Arguably, the plot was never meant to withstand the scrutiny of realism, but the human emotions and experiences in this remarkable work are nonetheless timelessly truthful and insightful. Christof Loy and Joana Mallwitz necessarily put aside some of the more comic interludes and sacrificing this aspect of the human experience, and instead look for those moments of beauty that is brought out by what is patently and intentionally a fake situation. It's faked or contrived by its creators however precisely to evoke specific emotions in order to understand what is important. It's not hard either to see where those moments of truth and beauty are; you need to look no further than the exquisite arias, more beautiful here than any in the far more famous arias of Don Giovanni, and at least on a par with the finer moments of that other Mozart/Da Ponte masterpiece that is Le Nozze di Figaro.

The compression employed here that requires some measure of suspending disbelief actually heightens the necessity of their being a willingness to believe on the part of both sets of lovers. And what Mozart and Da Ponte achieve is indeed a school for lovers, an education on its joys, anxieties and insecurities, its feelings of deep spiritual awakening and devastating fears of betrayal. It's a bit of a crash course, achieved by sleight of hand over an intense period of a day, where you are never really sure how aware the characters are of the game they are playing or at what point reality takes over and it stops being a game.

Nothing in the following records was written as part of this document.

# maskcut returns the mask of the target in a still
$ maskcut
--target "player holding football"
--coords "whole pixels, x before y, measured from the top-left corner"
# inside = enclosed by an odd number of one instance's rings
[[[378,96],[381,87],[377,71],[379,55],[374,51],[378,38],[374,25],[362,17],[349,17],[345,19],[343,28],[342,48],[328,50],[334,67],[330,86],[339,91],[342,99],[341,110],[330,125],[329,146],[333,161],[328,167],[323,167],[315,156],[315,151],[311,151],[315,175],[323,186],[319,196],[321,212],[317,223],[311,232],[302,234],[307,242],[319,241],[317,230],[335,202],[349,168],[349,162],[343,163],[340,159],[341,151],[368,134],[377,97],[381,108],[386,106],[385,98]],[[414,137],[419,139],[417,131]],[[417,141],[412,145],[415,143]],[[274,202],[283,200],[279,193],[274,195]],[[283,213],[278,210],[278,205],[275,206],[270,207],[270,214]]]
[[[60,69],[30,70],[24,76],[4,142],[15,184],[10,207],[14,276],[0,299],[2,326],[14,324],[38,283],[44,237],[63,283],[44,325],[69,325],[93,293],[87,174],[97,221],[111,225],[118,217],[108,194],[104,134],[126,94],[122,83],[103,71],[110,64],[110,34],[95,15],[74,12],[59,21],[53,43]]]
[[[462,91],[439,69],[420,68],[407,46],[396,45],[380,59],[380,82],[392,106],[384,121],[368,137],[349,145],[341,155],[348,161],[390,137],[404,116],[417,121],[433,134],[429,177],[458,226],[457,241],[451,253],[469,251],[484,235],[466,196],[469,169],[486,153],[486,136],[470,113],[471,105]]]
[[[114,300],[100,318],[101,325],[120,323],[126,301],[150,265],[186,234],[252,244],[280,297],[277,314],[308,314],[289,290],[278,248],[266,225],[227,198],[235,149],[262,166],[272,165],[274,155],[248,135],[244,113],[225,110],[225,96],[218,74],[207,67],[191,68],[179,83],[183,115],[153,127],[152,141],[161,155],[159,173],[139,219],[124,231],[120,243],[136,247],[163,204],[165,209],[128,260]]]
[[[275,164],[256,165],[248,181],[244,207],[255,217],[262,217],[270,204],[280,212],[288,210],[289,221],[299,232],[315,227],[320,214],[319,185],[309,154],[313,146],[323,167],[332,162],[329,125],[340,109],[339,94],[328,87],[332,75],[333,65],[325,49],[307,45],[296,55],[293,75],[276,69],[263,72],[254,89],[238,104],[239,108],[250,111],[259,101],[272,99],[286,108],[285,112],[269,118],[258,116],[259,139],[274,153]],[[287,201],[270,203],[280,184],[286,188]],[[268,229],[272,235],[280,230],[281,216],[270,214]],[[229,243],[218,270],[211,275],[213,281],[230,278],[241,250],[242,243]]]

Seen that way, the opera is actually employs a post-modernist meta-behavioural effect far ahead of its time, one similar to that achieved by the late filmmaker Abbas Kiarostami in Certified Copy (2010). I don't use this example randomly, since Kiarostami directed Così fan tutte in a production at Aix-en-Provence in 2008 (that I saw subsequently at the Coliseum in 2009), which makes me wonder whether, subconsciously or otherwise, he picked up the idea from Mozart and Da Ponte and expanded on it. You can't think of Così as naturalistic - it's ridiculous and silly, and yet everything about it is beautiful, achingly beautiful and right. It's completely authentic and makes perfect sense on a deep emotional and human level, on "how quickly a heart can change".

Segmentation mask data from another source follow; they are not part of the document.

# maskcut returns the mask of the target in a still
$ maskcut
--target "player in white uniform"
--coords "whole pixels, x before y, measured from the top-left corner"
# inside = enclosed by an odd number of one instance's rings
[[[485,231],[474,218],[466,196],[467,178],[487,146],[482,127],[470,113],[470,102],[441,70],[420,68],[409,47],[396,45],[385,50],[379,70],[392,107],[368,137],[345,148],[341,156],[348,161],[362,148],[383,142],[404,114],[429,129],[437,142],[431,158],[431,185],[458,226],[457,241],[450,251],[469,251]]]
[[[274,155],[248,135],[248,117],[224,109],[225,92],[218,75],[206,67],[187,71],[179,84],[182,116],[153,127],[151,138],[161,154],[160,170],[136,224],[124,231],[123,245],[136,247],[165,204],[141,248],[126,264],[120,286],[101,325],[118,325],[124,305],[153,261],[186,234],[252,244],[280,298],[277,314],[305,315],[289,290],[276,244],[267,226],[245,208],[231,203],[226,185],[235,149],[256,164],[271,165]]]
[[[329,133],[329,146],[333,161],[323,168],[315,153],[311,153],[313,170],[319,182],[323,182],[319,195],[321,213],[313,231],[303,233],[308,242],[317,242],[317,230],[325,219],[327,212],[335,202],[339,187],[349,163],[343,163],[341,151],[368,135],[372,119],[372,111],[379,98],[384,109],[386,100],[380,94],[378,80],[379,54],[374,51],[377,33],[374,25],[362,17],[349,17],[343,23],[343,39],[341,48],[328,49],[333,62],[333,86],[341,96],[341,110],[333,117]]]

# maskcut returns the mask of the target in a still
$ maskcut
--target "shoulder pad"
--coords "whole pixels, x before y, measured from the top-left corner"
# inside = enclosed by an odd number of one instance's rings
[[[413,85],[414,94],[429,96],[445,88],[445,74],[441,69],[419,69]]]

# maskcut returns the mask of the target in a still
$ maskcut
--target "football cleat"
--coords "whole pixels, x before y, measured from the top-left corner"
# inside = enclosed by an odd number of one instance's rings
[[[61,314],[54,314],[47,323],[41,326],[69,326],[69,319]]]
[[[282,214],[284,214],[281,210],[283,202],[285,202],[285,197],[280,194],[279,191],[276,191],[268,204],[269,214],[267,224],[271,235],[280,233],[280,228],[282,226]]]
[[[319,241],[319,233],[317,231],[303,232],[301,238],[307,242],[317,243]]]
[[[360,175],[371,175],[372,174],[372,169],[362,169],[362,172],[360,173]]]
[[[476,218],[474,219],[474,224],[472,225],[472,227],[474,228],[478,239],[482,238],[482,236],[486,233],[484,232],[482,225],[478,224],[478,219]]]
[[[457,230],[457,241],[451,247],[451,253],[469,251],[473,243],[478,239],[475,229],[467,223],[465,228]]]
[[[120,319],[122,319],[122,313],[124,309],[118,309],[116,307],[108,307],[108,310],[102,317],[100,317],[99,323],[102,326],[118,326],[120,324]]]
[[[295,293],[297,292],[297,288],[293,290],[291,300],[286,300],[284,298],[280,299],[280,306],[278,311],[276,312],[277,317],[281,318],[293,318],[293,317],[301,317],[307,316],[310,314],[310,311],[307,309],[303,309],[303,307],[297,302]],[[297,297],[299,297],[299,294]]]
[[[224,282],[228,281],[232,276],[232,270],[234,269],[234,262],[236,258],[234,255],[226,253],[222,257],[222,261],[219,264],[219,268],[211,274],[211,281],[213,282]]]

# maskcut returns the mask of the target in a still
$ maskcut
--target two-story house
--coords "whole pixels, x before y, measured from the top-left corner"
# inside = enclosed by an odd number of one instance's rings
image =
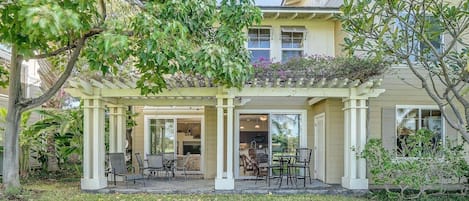
[[[339,56],[344,33],[334,19],[341,1],[257,1],[259,26],[246,30],[252,60],[284,62],[295,56]],[[367,189],[366,162],[357,157],[370,137],[396,146],[404,127],[431,124],[442,137],[456,136],[405,68],[365,82],[304,77],[253,79],[243,89],[214,86],[200,77],[167,76],[168,90],[141,96],[135,80],[74,79],[67,89],[84,99],[82,189],[107,186],[104,177],[104,108],[109,109],[110,152],[124,152],[125,109],[139,113],[132,153],[191,153],[188,171],[213,179],[215,189],[234,189],[235,179],[255,178],[252,150],[269,160],[295,148],[312,149],[313,179]],[[422,121],[411,121],[419,119]],[[87,151],[88,150],[88,151]],[[93,150],[93,151],[90,151]],[[93,162],[94,161],[94,162]],[[136,164],[136,162],[134,162]]]
[[[11,59],[10,48],[0,44],[0,65],[8,67]],[[40,78],[38,74],[39,64],[37,61],[24,61],[22,65],[21,83],[25,97],[35,97],[40,94]],[[0,87],[0,107],[7,108],[8,105],[8,86]],[[32,119],[38,119],[38,115],[33,115]],[[2,140],[0,140],[1,142]]]

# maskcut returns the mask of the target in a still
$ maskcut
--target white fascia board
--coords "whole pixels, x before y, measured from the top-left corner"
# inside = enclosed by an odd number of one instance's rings
[[[310,14],[323,14],[323,13],[329,13],[329,14],[341,14],[342,11],[339,10],[285,10],[285,9],[279,9],[279,10],[261,10],[262,13],[310,13]]]
[[[243,88],[233,91],[234,96],[291,96],[291,97],[349,97],[348,88]]]
[[[165,96],[179,96],[179,97],[215,97],[218,93],[218,88],[175,88],[175,89],[164,89],[158,94],[148,94],[148,97],[165,97]],[[100,89],[99,93],[102,97],[127,97],[144,96],[140,93],[140,89]]]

It's been a tough year for the arts, but there's a reminder here that we can't afford to lose or fail to nurture the kind of talent that is evident on the stages of Salzburg and mirrored on stages across the world. Like the Salzburg Elektra, the talent here is world class, as good as any classic historical performance of these works, and don't let anyone tell you otherwise. Marianne Crebassa in particular is just outstanding here as Dorabella. Elsa Dreisig brings that dreamy sincere youthful idealism to Flordiligi and there is plenty of youthful enthusiasm in the performances of André Schuen and Bogdan Volkov. Lea Desandre is a bright and entertaining Despina and Johannes Martin Kränzle an ideal Don Alfonso, charmingly mischievous with just a hint of a sinister motive. Much of the secret of making these characters work and come alive is just sheer nerve and enthusiasm, putting cynicism aside and being willing to believe that we can aspire to be better. That's half the battle with the opera as much as in the matters of love it deals with.

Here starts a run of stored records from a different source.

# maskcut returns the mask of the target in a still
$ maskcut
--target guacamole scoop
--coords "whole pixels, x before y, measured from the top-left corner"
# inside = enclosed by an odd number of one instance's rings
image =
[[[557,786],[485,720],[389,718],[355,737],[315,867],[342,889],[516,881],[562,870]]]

August 2020 may have meant a reduced opera programme for Salzburg, with only Elektra and Così fan tutte staged, but the choice of works and their presentation - both premiere performances broadcast live-streaming - showcase everything that is brilliant about opera, about why it is important and why we must find a way to keep it and other performing arts alive through the current crisis. There's a lot we can learn from the arts about dealing with the current times, a lot that Strauss, von Hofmannsthal, Mozart and Da Ponte have to show us. Elektra shows one response to the world, of individuals put through extreme and challenging experiences, mental illness, enforced separation, Così another very different but challenging experience. Both however show that we're only human and capable of making mistakes, but the consequences of not learning from them are too terrible to imagine.